As restrictions have gone into place, interest has grown in self-managed abortions. Plan C, a website which provides information on self-managed abortions, saw daily visits grow 20% in April and 11% in March, around the time states enacted bans.

“There’s no reason in the world that a great number of abortions can’t be done through telemedicine,” said Ragsdale. “Talk to your doctor, or video conference, and have the drugs delivered to your home. The FDA regulations don’t allow that – it’s time they do.”

The operating room at the Whole Woman’s Health clinic in Fort Worth, Texas. On 30 March the fifth circuit court of appeals reinstated the state’s executive order to restrict abortions during the pandemic. Photograph: Tony Gutierrez/AP

Even in states supportive of abortion clinic directors have said protesters have become more antagonistic during the pandemic, flouting social distancing guidelines.
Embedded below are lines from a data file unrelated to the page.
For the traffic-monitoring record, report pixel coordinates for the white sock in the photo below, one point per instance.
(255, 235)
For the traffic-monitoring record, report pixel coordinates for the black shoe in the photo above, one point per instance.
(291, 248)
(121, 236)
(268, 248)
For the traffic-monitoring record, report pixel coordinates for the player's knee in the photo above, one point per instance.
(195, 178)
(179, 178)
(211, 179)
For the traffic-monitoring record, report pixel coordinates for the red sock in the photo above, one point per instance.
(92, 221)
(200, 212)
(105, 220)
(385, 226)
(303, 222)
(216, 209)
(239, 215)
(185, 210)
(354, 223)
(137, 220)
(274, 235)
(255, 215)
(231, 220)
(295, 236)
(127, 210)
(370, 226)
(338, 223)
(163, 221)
“These people are standing out in front of abortion clinics, harassing women, refusing to wear masks,” Chelian said.

Some of Chelian’s clinic protesters, who are reliable regulars week-in and week-out, have joined pro-gun, anti-social-distancing rallies at the Michigan capitol of Lansing. “At the end of March, they were claiming as Christians they won’t get the virus”, she said.

  • This article was amended on 30 April 2020 to correct the name of We Testify and to correct Nikiya Natale’s job title.